A helpful way to reframe this is to treat your anxiety like a “toddler that throws a tantrum when it doesn’t feel like it is getting attention.” This inner toddler isn’t throwing a tantrum for no reason. It’s often overwhelmed because it’s trying to manage a core emotion—like the anger from a crossed boundary or the sadness from a loss—that it was taught to suppress. This analogy shifts the experience from a personal failing to a signal that needs compassionate attention. Your anxiety isn’t misbehaving; it’s communicating.

Ask yourself these powerful questions:
  • The way you talk to your body, would you talk to a toddler that way?
  • The way you talk to yourself when you’re anxious, would you talk to your friend that way?

If the answer is no, it’s time to reconsider your approach and adopt a more nurturing, curious, and supportive tone.
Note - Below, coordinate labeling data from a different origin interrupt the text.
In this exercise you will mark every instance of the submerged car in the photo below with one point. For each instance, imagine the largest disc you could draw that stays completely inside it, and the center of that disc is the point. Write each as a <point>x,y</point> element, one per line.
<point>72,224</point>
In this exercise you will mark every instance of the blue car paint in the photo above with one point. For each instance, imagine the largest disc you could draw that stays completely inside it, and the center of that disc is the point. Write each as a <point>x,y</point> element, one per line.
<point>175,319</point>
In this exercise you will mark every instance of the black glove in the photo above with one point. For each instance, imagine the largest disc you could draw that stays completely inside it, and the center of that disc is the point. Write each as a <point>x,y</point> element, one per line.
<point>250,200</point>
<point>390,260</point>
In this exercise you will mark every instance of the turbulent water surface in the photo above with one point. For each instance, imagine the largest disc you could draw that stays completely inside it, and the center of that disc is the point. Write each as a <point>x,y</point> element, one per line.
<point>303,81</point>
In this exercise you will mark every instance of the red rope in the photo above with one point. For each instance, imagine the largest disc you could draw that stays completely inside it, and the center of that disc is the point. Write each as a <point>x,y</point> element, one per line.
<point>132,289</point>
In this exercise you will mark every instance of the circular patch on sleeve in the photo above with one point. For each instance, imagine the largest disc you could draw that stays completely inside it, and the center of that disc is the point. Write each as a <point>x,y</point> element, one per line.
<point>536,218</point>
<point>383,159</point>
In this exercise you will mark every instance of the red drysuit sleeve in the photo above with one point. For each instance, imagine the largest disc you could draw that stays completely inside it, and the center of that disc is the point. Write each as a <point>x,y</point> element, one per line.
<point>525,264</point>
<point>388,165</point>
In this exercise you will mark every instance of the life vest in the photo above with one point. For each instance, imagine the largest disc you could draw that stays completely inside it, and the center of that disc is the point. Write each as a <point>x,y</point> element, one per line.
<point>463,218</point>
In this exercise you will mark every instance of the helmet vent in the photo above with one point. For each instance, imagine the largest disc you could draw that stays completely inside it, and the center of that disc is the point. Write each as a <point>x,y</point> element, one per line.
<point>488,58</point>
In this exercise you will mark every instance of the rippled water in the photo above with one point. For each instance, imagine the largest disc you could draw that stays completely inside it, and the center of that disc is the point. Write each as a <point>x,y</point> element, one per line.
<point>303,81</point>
Some “Classic” Calming Techniques Can Backfire

It may be surprising to learn that for some people, deep breathing can actually trigger anxiety even more. This doesn’t mean the technique is flawed, but it powerfully illustrates that self-regulation is deeply personal. There is no one-size-fits-all solution, and finding what works for you requires experimentation.

If deep breathing doesn’t feel right for you, there are many other practical, body-based techniques you can try to calm your nervous system.

  • Holding ice cubes in your palms to create a physiological diversion that calms the nervous system.
  • Placing your right hand over your heart and talking directly and compassionately to the anxiety.
  • Using calming scents like lavender essential oil or drinking chamomile tea.
  • Using a weighted blanket to provide grounding, comforting pressure.

The key insight is this: the trick is to practice these techniques outside of distressing moments. By building a relationship with these tools when you are calm, you teach your body that they are signals for safety. This makes them far more effective when you actually need them.

Your New Approach—Curiosity and Compassion

The most effective way to manage anxiety is to stop fighting it and start getting curious about it. By understanding it as a protective shield, connecting with your body’s signals, speaking to yourself with kindness, and finding the unique calming tools that work for you, you transform your relationship with this fundamental human experience.

Anxiety is a normal part of life. It is a signal, not an enemy. It is a messenger, not a monster. By shifting your perspective, you can learn to work with it instead of against it.

As you move forward, consider this: If you started treating your anxiety with curiosity instead of fear, what part of your life could you reclaim?